En l'espèce le juge des libertés et de la détention de [Localité 1] a statué en droit en rappelant le cadre juridique des articles L.741-3 et L751-9 du CESEDA pour le placement et maintient en rétention administrative et en fait en appréciant de manière concréte les diligences de l'administration.
Monsieur [Z] [O] a refusé au cours de la mesure de rétenue administrative d'être entendu.
Devant le premier juge, il a exposé qu'il était né en Lybie et non au Nigéria, qu'il disposait d'un passeport lybien qu'il avait perdu à [Localité 7], qu'il était d'abord venu à [Localité 3] avant de se rendre en France à [Localité 5] dans un centre de la légion étrangère, et qu'il se rendait en Angleterre pour aller voir sa mère.
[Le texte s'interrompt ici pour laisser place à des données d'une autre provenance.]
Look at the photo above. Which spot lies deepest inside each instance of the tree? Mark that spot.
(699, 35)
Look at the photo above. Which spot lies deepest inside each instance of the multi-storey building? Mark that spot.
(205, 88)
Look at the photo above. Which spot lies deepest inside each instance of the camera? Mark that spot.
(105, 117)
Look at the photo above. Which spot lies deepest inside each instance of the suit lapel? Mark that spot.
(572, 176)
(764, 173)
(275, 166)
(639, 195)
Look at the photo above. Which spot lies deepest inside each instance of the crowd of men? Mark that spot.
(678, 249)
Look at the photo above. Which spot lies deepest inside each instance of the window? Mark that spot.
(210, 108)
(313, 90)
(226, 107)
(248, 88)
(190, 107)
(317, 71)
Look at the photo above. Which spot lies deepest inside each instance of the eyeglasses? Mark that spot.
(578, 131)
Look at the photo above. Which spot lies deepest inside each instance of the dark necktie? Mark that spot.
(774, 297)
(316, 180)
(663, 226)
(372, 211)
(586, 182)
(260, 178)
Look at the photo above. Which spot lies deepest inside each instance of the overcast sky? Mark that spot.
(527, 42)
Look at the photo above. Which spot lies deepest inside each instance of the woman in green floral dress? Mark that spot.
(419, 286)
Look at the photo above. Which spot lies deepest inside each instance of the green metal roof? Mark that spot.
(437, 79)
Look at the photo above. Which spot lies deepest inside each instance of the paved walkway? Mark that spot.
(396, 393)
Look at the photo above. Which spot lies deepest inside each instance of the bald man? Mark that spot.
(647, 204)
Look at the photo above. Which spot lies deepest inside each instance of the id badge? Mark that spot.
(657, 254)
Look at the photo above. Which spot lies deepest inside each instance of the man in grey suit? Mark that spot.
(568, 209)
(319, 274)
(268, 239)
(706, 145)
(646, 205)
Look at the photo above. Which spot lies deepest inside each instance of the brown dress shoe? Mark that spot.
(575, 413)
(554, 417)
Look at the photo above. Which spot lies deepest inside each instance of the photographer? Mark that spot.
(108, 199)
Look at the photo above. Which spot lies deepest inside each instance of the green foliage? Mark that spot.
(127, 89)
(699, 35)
Monsieur [Z] [O] a produit une carte d'embarquement [Localité 3]-[Localité 6] sur laquelle ne figure aucun tampon d'un passage en douanes et/ou de la police aux frontières et sur laquelle figure encore la partie à détacher au moment de l'embarquement, une décision d'octroi d'aide d'urgence du canton de Vaud à son nom sur laquelle il est indiqué qu'il est de nationalité nigériane, ainsi qu'une lettre manuscrite sur papier libre dépourvue de tampon officiel.
Aucun des documents produits n'établit qu'il disposait d'un droit de séjour en Suisse.
Compte tenu des éléments ainsi produits aux débats, il est établi, comme l'a justement relevé le premier juge au fondement de sa décision, que l'intéressé ne présente pas de garanties suffisantes pour la mise à exécution de la mesure de reconduite à la frontière.
Le moyen sera écarté.
Sur la notification de la décision à M. [Z] [O]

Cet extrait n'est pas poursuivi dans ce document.